Ontario PCs face deepening crisis amid pushback to cancel leadership race
Rick Dykstra resigned as president of the Ontario PC Party on Sunday night, shortly before Maclean's published allegations that he sexually assaulted a young Conservative staffer in 2014 when he was the MP for St. Catharines. His departure came three days after Patrick Brown stepped down as PC leader hours after the airing of a CTV News report alleging sexual misconduct involving two young women.
Mr. Dykstra was one of the strongest advocates for holding a leadership race to replace Mr. Brown ahead of the coming spring provincial election. With Mr. Dykstra no longer at the helm, some members of the party executive who initially voted in favour of a race before the June 7 election are having second thoughts, according to three senior party insiders. They said the party executive is coming under pressure from grassroots members to hold off until after the election.
Support for what would amount to conducting a leadership race in fewer than 60 days began to waver, the insiders said, following Mr. Dykstra's announcement via Twitter on Sunday night he is "taking a step back for someone else to lead us through the hard work." He has not responded publicly to the allegations.
Interim PC leader Vic Fedeli said on Monday morning he was "shocked and disgusted" to learn about the allegations. "There is no place for this type of alleged behaviour in our party, in politics, or in society as a whole," he said in a statement.
Tory MPPs selected Mr. Fedeli as their interim leader to replace Mr. Brown on Friday.
The party executive overruled caucus, however, and opted to hold a leadership race just four months before the provincial election. The vote was tight, with 15 in favour and 10 opposed.
The leadership race has yet to be formally triggered. The Tories took their first steps toward a race by creating a committee that would set the rules for the upcoming contest. Hartley Lefton, a Toronto lawyer who is chair of the 10-member committee, said the party executive asked his group on Friday to come up with a draft set of rules by Wednesday. These rules must then be ratified by the party executive.

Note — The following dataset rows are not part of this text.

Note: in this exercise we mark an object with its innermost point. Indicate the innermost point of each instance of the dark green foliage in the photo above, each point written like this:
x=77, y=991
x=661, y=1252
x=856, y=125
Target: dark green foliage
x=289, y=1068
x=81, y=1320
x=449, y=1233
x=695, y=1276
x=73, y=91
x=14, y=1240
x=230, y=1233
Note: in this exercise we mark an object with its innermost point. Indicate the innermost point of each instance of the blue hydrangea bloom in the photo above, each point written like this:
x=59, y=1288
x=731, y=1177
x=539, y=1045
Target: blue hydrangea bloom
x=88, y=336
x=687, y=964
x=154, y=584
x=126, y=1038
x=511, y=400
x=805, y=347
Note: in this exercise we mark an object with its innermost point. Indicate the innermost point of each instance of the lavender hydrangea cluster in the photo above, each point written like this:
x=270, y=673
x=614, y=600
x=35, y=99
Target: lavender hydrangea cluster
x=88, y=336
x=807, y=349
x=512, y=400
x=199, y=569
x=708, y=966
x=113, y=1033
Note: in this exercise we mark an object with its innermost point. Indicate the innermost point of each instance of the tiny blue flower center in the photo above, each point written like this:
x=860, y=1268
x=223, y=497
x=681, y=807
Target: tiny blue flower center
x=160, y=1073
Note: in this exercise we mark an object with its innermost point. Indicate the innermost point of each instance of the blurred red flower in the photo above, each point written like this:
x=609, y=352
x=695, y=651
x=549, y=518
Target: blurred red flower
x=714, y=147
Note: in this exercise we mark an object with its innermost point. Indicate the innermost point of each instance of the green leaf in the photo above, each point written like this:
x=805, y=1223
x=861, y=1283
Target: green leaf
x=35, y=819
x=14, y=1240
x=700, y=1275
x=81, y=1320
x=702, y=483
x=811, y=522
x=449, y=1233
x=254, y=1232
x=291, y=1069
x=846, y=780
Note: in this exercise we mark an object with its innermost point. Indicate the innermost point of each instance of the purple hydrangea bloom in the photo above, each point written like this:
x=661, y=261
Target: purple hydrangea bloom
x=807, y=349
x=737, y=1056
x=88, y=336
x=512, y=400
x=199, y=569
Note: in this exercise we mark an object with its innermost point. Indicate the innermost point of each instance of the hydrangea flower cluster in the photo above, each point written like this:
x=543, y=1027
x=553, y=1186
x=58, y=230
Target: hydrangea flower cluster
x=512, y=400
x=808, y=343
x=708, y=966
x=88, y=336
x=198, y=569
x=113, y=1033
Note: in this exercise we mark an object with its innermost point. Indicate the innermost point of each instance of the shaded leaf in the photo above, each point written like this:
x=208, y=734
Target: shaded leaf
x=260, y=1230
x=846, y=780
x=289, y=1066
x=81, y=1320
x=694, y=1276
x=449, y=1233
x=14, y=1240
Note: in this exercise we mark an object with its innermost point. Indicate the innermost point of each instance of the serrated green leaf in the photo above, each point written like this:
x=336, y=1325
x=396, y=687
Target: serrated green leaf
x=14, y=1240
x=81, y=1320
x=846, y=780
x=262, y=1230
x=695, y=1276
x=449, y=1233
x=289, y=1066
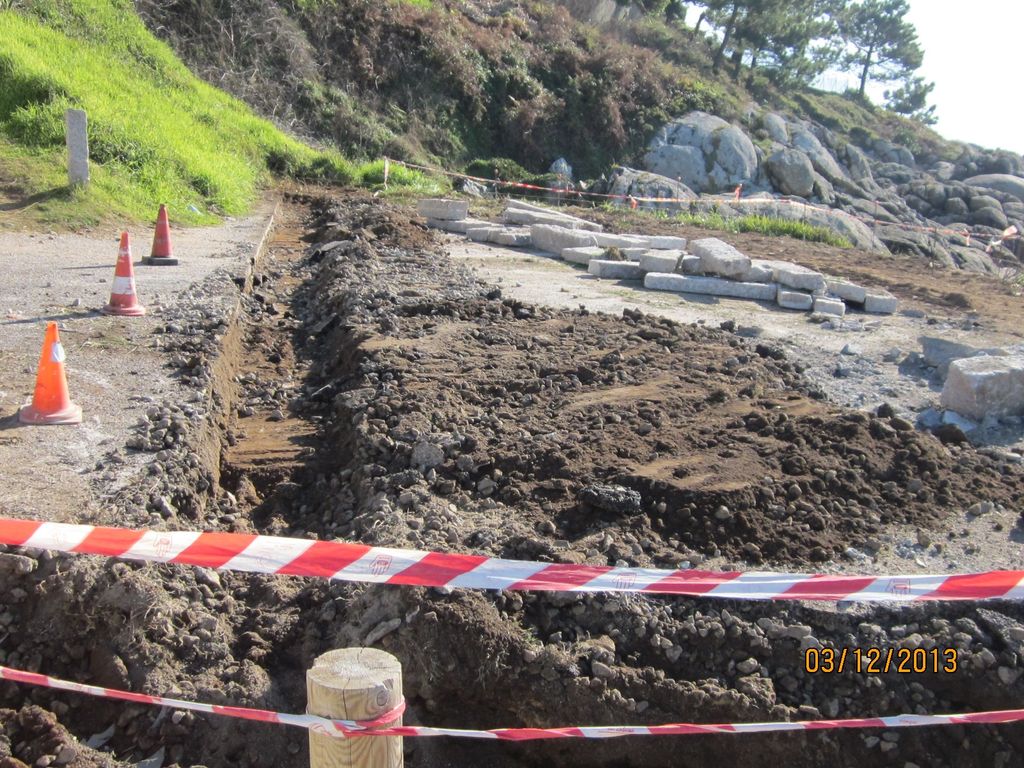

"We have clear directions," Mr. Lefton said in an interview. "If the executive wants to change its mind, I guess that's its prerogative," he said, adding he has had no further communication with Mr. Dykstra since Friday evening.
One party member questioned how the Tories can get ready for a leadership race in such a short time while also dealing with the fallout from the departures of Mr. Brown and Mr. Dykstra.
Brian Patterson, who describes himself as a jack-of-all-trades within the party, was asked to sit on the leadership executive organizing committee, but he said he declined. He has been a member of the committee on four previous leadership races.
Not only is he busy with his day job as executive assistant to Toronto City Councillor Christin Carmichael Greb, he said in an interview, he cannot imagine how the party could pull together a leadership race in fewer than 60 days. "We're in a war," he said. And the processes governing a race were "built for peace, not war."